The London-based International Accounting Standards Board also is making moves. The standard-setter for international financial reporting standards (IFRS) on March 14 agreed to release for public comment a proposal aimed at easing uncertainties around the transition away from LIBOR and toward other, to-be-determined reference rates. The board wants to address questions such as whether moving a derivatives contract to a different rate could cause problems with risk management strategies. It plans to release the proposal in May.
Phase-Out’s Accounting Impact
The phase-out of LIBOR will affect two main areas of accounting: hedging and guidance used to modify debt contracts, financial reporting experts say.
Under existing U.S. generally accepted accounting principles, if a business modifies a loan or debt arrangement, it has to perform what is known as the 10 percent test. The test requires comparing the cash flows of the existing arrangement with the cash flows of the new arrangement. If they are within 10 percent of each other, it’s just a modification of an existing arrangement. More than that, it’s a new arrangement.
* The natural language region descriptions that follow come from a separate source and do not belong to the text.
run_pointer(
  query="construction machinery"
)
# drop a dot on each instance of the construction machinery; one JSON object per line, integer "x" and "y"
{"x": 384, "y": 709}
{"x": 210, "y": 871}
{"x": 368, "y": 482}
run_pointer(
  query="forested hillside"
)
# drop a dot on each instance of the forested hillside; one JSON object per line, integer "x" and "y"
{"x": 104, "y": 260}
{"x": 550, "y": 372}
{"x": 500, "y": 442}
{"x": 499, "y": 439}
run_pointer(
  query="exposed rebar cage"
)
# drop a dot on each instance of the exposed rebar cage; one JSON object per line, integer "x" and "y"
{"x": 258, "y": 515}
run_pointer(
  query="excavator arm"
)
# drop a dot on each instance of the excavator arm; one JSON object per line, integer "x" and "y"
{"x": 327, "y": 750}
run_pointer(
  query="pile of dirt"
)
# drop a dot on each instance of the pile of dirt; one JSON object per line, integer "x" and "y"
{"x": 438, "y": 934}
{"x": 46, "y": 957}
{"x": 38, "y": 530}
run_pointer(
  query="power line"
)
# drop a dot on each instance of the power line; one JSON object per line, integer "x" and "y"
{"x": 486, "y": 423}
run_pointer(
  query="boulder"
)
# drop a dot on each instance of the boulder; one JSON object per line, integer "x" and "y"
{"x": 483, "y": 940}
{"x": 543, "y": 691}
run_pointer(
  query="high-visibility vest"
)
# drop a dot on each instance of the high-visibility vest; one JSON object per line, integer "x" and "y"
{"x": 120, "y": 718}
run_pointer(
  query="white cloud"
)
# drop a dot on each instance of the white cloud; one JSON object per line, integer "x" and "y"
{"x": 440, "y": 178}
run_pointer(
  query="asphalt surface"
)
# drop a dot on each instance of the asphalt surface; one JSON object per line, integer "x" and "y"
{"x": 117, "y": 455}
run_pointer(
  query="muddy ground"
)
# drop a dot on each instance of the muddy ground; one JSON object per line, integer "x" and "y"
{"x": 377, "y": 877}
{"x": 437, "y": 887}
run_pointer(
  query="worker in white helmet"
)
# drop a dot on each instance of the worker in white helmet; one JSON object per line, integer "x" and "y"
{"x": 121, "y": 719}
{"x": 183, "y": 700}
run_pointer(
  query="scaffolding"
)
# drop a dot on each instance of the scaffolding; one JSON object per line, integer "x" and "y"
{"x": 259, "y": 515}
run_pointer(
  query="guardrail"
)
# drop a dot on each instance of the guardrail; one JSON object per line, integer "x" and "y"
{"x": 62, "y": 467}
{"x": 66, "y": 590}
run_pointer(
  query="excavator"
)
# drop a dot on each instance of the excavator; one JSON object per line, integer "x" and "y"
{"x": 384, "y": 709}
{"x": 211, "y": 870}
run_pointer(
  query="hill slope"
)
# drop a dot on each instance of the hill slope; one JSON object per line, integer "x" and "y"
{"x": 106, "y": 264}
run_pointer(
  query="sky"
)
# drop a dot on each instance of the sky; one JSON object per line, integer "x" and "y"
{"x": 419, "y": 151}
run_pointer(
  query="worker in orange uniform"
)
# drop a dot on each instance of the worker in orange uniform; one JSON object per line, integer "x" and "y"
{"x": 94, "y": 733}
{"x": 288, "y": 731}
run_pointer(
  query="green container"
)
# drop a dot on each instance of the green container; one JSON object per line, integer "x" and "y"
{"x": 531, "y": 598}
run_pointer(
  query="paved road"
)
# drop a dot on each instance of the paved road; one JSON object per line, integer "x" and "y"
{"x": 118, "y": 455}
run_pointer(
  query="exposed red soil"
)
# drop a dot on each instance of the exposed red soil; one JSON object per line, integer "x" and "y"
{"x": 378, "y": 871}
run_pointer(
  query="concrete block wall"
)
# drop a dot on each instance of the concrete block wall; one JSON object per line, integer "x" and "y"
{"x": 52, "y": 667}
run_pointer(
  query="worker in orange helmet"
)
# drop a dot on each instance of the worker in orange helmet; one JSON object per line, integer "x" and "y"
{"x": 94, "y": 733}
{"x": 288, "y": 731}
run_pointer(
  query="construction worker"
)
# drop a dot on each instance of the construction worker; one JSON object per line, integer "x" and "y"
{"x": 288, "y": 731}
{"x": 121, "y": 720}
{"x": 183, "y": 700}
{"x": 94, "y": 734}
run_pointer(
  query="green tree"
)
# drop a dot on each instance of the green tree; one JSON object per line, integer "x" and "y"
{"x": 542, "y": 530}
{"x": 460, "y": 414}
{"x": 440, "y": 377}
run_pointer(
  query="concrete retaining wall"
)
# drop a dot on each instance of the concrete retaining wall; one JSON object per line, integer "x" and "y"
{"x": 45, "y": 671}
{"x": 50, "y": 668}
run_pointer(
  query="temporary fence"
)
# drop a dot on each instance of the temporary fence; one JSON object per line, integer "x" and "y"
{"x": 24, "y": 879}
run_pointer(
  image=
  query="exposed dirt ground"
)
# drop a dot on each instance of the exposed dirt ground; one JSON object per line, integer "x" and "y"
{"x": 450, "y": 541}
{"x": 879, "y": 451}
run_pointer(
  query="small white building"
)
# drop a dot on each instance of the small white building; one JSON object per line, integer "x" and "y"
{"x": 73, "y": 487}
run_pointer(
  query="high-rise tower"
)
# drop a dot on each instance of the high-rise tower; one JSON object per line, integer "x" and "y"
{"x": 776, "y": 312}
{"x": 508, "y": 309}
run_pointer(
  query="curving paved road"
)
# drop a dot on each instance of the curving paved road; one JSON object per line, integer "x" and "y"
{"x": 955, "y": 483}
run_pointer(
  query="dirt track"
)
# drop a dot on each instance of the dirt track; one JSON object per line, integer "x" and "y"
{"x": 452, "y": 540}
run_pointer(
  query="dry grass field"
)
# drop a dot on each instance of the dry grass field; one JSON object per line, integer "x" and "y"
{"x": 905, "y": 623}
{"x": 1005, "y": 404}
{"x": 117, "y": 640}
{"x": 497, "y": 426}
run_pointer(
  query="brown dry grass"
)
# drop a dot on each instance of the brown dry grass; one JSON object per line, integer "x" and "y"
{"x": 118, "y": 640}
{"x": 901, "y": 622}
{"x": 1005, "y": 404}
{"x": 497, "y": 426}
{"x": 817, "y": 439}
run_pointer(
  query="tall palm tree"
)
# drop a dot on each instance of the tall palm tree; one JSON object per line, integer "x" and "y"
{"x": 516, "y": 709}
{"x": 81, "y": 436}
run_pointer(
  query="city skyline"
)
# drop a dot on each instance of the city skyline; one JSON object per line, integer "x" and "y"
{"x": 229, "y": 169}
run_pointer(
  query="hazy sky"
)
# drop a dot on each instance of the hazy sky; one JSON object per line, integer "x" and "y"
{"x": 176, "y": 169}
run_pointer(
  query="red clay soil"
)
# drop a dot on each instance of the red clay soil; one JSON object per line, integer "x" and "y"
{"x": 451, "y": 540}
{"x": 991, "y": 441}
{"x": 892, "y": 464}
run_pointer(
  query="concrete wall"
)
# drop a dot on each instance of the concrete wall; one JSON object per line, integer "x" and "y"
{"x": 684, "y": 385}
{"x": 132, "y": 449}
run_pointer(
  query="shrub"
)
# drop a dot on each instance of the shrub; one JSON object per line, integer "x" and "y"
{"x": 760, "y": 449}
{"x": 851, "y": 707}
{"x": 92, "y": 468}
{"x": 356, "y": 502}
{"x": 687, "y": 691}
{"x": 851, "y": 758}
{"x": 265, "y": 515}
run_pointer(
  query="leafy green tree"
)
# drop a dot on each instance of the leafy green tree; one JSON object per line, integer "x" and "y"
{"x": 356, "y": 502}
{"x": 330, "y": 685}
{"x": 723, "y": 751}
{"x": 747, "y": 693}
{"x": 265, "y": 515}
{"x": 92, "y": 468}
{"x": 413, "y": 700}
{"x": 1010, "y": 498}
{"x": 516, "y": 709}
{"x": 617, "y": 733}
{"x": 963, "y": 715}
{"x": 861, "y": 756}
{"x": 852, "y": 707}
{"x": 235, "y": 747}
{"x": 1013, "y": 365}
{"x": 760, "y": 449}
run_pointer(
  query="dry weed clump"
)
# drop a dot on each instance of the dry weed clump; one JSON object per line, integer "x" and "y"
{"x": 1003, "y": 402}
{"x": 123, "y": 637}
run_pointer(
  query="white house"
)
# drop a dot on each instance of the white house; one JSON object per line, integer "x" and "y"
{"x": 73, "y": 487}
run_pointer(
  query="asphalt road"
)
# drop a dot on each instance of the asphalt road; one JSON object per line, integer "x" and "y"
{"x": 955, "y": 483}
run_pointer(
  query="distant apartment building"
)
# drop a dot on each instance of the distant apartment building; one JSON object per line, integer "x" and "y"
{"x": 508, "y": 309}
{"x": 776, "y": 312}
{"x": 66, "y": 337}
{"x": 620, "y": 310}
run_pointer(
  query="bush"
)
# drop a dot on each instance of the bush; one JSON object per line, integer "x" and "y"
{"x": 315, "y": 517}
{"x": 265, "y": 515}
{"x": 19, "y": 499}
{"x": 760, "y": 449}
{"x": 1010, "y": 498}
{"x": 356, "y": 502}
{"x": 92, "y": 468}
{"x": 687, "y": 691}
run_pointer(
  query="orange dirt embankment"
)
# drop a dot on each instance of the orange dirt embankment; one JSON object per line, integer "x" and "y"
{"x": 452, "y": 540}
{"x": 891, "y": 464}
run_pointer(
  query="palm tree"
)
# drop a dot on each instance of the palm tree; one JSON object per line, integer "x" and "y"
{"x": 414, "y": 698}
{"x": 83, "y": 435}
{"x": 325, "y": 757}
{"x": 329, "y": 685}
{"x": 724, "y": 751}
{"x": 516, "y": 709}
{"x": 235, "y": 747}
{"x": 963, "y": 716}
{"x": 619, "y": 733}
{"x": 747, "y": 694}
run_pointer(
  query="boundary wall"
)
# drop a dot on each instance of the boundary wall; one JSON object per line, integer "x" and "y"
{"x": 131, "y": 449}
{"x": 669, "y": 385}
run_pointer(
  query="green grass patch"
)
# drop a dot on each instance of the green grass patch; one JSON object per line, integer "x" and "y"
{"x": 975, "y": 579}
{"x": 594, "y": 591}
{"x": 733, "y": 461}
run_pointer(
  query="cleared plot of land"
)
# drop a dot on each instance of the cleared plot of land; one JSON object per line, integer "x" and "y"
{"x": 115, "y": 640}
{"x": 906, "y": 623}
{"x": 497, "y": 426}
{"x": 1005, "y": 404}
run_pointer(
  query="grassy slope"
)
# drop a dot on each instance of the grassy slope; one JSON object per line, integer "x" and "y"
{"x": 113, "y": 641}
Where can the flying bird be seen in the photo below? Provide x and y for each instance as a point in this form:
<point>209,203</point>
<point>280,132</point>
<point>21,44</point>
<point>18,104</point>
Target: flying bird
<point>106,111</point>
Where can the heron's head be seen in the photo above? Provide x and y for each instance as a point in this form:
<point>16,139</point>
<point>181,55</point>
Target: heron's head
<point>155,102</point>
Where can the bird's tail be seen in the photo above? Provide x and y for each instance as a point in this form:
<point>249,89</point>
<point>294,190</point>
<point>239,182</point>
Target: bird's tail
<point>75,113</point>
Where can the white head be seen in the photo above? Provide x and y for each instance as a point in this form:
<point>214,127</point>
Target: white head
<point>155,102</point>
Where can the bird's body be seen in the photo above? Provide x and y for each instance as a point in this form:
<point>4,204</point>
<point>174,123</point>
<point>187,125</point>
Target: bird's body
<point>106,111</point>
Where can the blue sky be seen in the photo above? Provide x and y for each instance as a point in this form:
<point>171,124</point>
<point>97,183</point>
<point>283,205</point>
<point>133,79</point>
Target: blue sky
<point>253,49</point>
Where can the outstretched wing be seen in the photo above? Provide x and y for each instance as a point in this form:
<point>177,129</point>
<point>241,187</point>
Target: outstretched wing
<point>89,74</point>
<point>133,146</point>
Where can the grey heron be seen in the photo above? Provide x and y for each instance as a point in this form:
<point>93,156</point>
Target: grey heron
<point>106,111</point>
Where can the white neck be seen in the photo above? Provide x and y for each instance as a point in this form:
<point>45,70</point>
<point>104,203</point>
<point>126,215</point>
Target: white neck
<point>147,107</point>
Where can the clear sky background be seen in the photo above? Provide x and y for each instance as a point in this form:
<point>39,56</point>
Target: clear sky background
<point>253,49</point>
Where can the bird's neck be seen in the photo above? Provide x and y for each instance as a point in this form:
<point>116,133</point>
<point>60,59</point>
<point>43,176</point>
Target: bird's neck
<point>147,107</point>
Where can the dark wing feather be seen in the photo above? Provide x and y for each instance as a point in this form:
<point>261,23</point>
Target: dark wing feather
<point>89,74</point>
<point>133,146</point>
For one or two modifications, the task is relatively simple. But LIBOR is so pervasive that its end could mean analyzing millions of loan agreements to see if applying a LIBOR successor alters terms significantly enough to constitute a new arrangement.
“If I even just have to open each one for a second, think about the volume of hours it takes to do that,” Chatham’s Anderson said. “It can be very, very intensive in terms of time.”
Shorter-term contracts tied to LIBOR that will expire before 2021 won’t be affected by its expiration. But longer-term transactions, such as 25-year financing for a power generation facility with the loan’s interest rate tied to LIBOR, would be.
“Anyone that has debt on their books, it most likely is LIBOR-based. And all of that is going to need to be adjusted,” BDO’s de Lachica said.
FASB is considering whether to offer temporary relief from performing detailed mathematical calculations as LIBOR expires, Casas said March 5. Potentially, businesses could skip the detailed analysis if they meet certain criteria, he said.
“If it’s likely you’re going to pass the test, maybe there’s a way to get there qualitatively and maybe not run the numbers,” he said.
Hedge Accounting
In hedge accounting, businesses “hedge” their exposure to changes in foreign currencies, the price of raw materials, and interest rates by buying derivatives like futures and swaps.
Under U.S. GAAP, such transactions must be recorded at fair value in the income statement unless they meet certain requirements and are therefore eligible for hedge accounting. Hedge accounting is considered a favorable accounting treatment that allows businesses to keep swings out of earnings that can turn off investors and creditors. The rules to qualify for hedge accounting are stringent. If there are changes to a contract, that could call the qualification into question.
That’s where LIBOR comes in as the rate listed in many interest rate risk management contracts. If a business has to substitute a different rate in a derivatives contract when LIBOR expires at the end of 2021, it could raise questions if the change was significant enough to qualify for what’s known as a “de-designation"—essentially an end to qualifying for hedge accounting, said Stacy Keating, accounting advisory lead for LIBOR at KPMG LLP.
Overall, the pervasiveness of LIBOR means accountants will be grappling with questions in the lead-up to the rate’s end as well as determining how to proceed with new reference rates.
“There are so many aspects of instruments impacted by LIBOR—so many contracts,” Keating said. “And everything has to be accounted for, one way or another.”